Foreign investors may be entitled to directly distribute products they are banned from under existing regulations.
The Ministry of Industry and Trade (MoIT) is drafting a circular on announcing a roadmap on implementing policies for the trading of goods and related activities by foreign invested enterprises (FIEs).
Under this circular scheduled to take effect in 2014, foreign firms will finally be able to distribute husked rice, sugarcane and sugar beet, tobacco and cigars, crude oil and processed oil, pharmaceutical drugs (excluding health food supplements), explosives, books, newspapers and magazines, precious stones, and image recorded objects.
Currently, these goods are prescribed in the list of goods not permitted to be distributed by foreign firms under Decision 10/2007/QD-BTM issued in May 2007 by the Ministry of Trade (currently the MoIT). The new circular will replace this decision.
Tran Trong Binh, senior attorney from French law firm Audier & Partners Vietnam LLC, told VIR that the existing ban on distribution of these goods was to protect local production.
“However, under World Trade Organization commitments, Vietnam will have to open its distribution door to FIEs on these goods. The new regulation will help improve competitiveness. Many foreign enterprises are eager to distribute these products in Vietnam,” Binh said.
“Under the new regulation, consumers should gain from cheaper prices as FIEs will directly sell them in Vietnam without using local distributors, which often increase product prices,” he explained.
For example, pharmaceutical products are currently distributed by local companies and this has pushed prices up, while 90 per cent of medicines at central-level hospitals are foreign manufactured, with rates of international medicine usage at provincial and district level hospitals standing at 65 and 50 per cent respectively, according to statistics by a US-backed investment consultancy firm in Hanoi.

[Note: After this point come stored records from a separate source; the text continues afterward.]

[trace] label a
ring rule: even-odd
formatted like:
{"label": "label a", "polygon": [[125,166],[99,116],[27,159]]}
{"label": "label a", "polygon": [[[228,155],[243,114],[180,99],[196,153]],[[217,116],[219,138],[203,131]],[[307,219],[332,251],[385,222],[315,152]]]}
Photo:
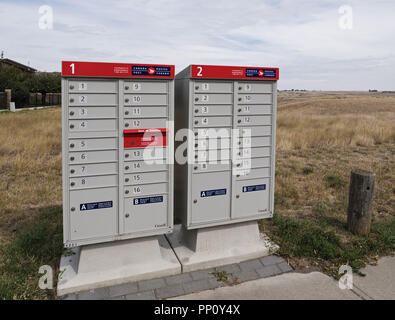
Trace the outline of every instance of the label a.
{"label": "label a", "polygon": [[244,186],[242,188],[243,192],[253,192],[253,191],[262,191],[266,190],[266,184],[258,184],[255,186]]}
{"label": "label a", "polygon": [[112,201],[81,203],[80,211],[112,208]]}
{"label": "label a", "polygon": [[214,197],[214,196],[223,196],[225,194],[226,194],[226,189],[200,191],[200,197],[201,198]]}
{"label": "label a", "polygon": [[136,199],[133,200],[133,204],[134,205],[148,204],[148,203],[157,203],[157,202],[163,202],[163,196],[136,198]]}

“I believe this new regulation will help curb medicine price hikes,” Binh said.
However, locally-owned Lynh Farma Company general director Duong Kim Khanh told VIR the new regulation would mean big woes for thousands of local pharmaceutical companies.
“Local pharmaceutical firms have partly been relying on the government’s ban on FIEs from directly distributing pharmaceutical products to do business. If the new regulation comes true, I don’t know what will happen to about 2,000 local pharmaceutical firms in Ho Chi Minh City,” Khanh said.
“The new regulation will benefit foreign pharmaceutical firms as they will be able to directly sell products in the market, without needing local distributors.” Nguyen Do Anh Tuan, vice head of Vietnam’s Institute of Policy and Strategy for Agricultural and Rural Development, told VIR that even if FIEs were allowed to distribute rice in Vietnam, they “won’t be able to earn big profits because the domestic distribution system has already been established by local enterprises and small-scale merchants.”
“FIEs can only distribute some types of foreign imported rice, but these types of rice are consumed in a very small volume in Vietnam,” Tuan said. “However, local sugar enterprises will be affected, because locally-sourced sugar prices are higher than foreign imports. FIEs will bring more foreign sugar into Vietnam. As a result, consumers will benefit.”
Commenting on permission of FIEs to distribute petrol in Vietnam, Petrolimex chairman Bui Ngoc Bao said trading petrol was subject to specific regulations, and he remained confident that FIEs would fail to meet specific conditions on the trading this product.